Sans cherche à me parer de prétentions fumeuses, dans la mesure où je suis étudiant en histoire de l'art se spécialisant en Renaissance, je veux bien tenter d'ajouter des éléments objectifs sur ce sacré tableau:
La Joconde, ou Mona Lisa pour nos amis anglo-saxons, tire son nom en effet d'un certain Giocondo, un commerçant florentin dont le modèle féminin était l'épouse. Comme vous l'avez bien remarqué, le tableau a été peint vers 1503-1506, qui correspond au moment où Léonard revient à Florence après avoir été l'artiste de Ludovic le More à la cour de Milan entre 1483 et 1499. Parmi les autres oeuvres de ce qu'on peut appeler le second séjour florentin de l'artiste, on peut aussi citer une grande fresque pour le Palazzo Vecchio,
La Bataille d'Anghiari, hélas disparue tout comme l'oeuvre concurrente de Michel-Ange,
La Bataille de Cascina; ainsi que le carton pour la
Grande Sainte Anne, oeuvre stupéfiante aujourd'hui à la National Gallery de Londres, le tableau final étant au Louvre. Tout ça pour dire que Léonard ne chôme pas lorsqu'il revient dans la cité toscane, alors en pleine effervescence républicaine après la chute des Médicis et les années noires de Savonarole : certainement une des raisons pour lesquelles la Joconde ne sera jamais livrée à son commanditaire, et probablement achevée en France où Léonard l'amène dans ses bagages, avant qu'elle ne passe (à la mort de l'artiste en 1519) dans les collections royales et vous connaissez la suite...
Alors donc, pourquoi tant de mystère et de célébrité? Déjà, chaque oeuvre de Léonard est un peu une relique de son génie, tant son oeuvre peint est restreinte (dû au fait que Léonard a créé parcimonieusement, et aussi aux destructions), avec au total environ une quinzaine de tableaux autographes conservés tout au plus. Mais c'est un fait relativement accessoire à côté de l'époustouflante maîtrise technique du peintre : cette prouesse optique, où la forme semble fondue dans un brouillard éthéré, résulte d'une finesse de la touche telle qu'on ne voit pas du tout les coups de pinceau à l'oeil nu. Ce
sfumato explique donc l'impression de vie pouvant émaner des oeuvres de Léonard, allié au clair-obscur qui monumentalise les formes et semble les faire surgir d'une pénombre plus ou moins prononcée. D'où la forte présence physique de la Joconde, son regard d'un magnétisme presque absolu : bref une facture tellement poussée qu'on ne peut être totalement indifférent à cette oeuvre, même si on ne l'apprécie pas.

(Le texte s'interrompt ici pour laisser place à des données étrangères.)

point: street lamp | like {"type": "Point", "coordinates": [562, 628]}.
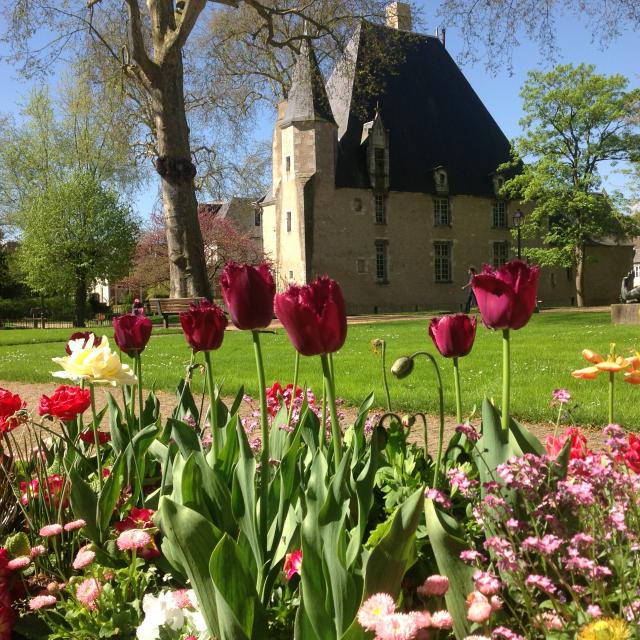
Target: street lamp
{"type": "Point", "coordinates": [517, 223]}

Et du côté de l'histoire de l'art? C'est un jalon majeur pour l'art du portrait, avec en effet ce rendu psychologique où chaque expression, tout mouvement fait sens et dévoile en partie la personnalité du modèle. Ainsi, ce sourire fascinant hésite entre la mélancolie résignée et un espoir incertain, comme nous l'explique bien Vasari dans ses
Vite : Mona Lisa venait en effet de perdre l'un de ses enfants au moment de l'exécution du tableau, et Vasari raconte que des musiciens essayaient de distraire la dame pour tenter de lui arracher un vague sourire, que Léonard a si bien rendu, tout comme son air recueilli et ses vêtements sombres font référence à ce deuil. D'autre part, au niveau des formes, c'est le premier portrait complètement de face de l'histoire de l'art occidental des Temps modernes, si je ne m'abuse : auparavant, on avait surtout des 3/4 voire des profils comme dans les représentations antiques; ici Léonard présente son modèle complètement face à nous, même s'il conserve le buste et le fameux parapet, mais qui lui sert ici à magnifier les mains du modèle, très plastiques et sensibles à la fois. Quant au paysage derrière, rien de bien ésotérique : les montagnes perdues dans le lointain évoquent tout à fait le paysage toscan près de Vinci, village natal du peintre, ici à la "sauce" léonardesque où la perspective atmosphérique sublime les formes déchiquetées et fantomatiques ; le motif de la rivière serpentant est un symbole tout à fait typique de la Renaissance : pouvant aussi prendre la forme d'un chemin courbe, il représente l'existence et ses aléas...
Après, je ne vais pas m'amuser à recracher l'histoire du vol par un italien au début du 20ème siècle, ni les délires de Dan Brown, ça serait trop facile!
Voilà, il me semble, la contribution que je pouvais apporter à ce sujet. J'espère que mon post n'aura pas paru trop long, ni pédant, surtout que je ne suis pas trop intervenu sur le forum pour l'instant. Enfin, si vous voulez en savoir plus ou même des références bibliographiques sur la question, n'hésitez pas.